その歌がなんの歌かを俺は知らない。おそらく妻なら知っているのだろう。俺は今になってその歌が何かを知りたいと思う。けれど、娘はもういないのだ。ただそれだけのことが、どんなに俺の世界を温めていたのかを、いま、思い知る。

 心のやり場がどうにも見つからない。雨の音にもせつなさが増してきてるように思えて、傘を閉じてみた。それから記憶から逃れるように、ぽとぽとの雨の粒を数えてながら歩いた。
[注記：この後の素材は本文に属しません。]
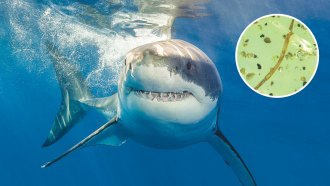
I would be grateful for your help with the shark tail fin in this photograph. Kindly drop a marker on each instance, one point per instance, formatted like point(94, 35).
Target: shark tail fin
point(73, 89)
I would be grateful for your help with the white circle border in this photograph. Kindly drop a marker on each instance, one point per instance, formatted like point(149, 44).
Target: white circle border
point(317, 61)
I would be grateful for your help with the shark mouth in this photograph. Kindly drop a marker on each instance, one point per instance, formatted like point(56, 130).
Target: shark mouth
point(162, 96)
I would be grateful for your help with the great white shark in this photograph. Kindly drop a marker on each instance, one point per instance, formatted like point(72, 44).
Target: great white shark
point(168, 96)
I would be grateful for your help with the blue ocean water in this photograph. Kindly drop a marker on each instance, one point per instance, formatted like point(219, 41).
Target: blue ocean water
point(283, 141)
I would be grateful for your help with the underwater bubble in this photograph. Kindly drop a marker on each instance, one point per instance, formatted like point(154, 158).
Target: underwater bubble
point(283, 52)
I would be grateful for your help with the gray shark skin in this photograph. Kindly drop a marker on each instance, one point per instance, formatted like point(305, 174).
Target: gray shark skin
point(168, 96)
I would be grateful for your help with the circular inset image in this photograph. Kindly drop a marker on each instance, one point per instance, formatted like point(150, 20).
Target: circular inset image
point(277, 55)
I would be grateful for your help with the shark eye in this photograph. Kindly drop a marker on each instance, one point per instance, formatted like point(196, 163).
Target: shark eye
point(189, 65)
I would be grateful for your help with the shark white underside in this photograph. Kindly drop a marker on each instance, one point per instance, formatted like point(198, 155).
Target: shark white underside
point(168, 97)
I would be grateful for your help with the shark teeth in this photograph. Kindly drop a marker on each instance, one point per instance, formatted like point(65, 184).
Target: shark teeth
point(162, 96)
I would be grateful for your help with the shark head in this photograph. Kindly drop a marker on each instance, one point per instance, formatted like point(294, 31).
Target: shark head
point(169, 81)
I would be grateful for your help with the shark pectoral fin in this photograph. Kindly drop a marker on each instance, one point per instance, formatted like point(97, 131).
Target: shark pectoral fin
point(73, 88)
point(89, 140)
point(221, 144)
point(115, 135)
point(70, 113)
point(105, 104)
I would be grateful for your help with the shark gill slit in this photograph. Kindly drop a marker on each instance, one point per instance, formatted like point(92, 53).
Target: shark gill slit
point(277, 65)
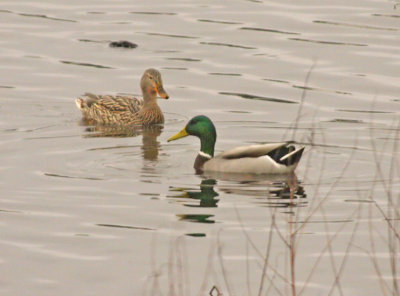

1…… 2、3…… 4、5、6…… 7…… 369を数えたとき、公園にたどりついて、そこにあるベンチに腰を下ろした。

 ランランラン。
 気がつくとそう鼻歌を歌っていた。「雨って楽しいね」と言った娘の顔が浮かんでくる。俺は空を見上げる。この上を飛行機が通らないか。その窓から、娘の顔が見えないか。視力が2億.0くらいあれば見えるかもしれない。
「あっ!」
 雲の隙間に青空が見えた。そこに虹がかかっている。かすかだけど、確かにかかっている。7色よりももっと温かい色の集合体。370、371…… 雨といっしょに、スプーンみたいな虹が。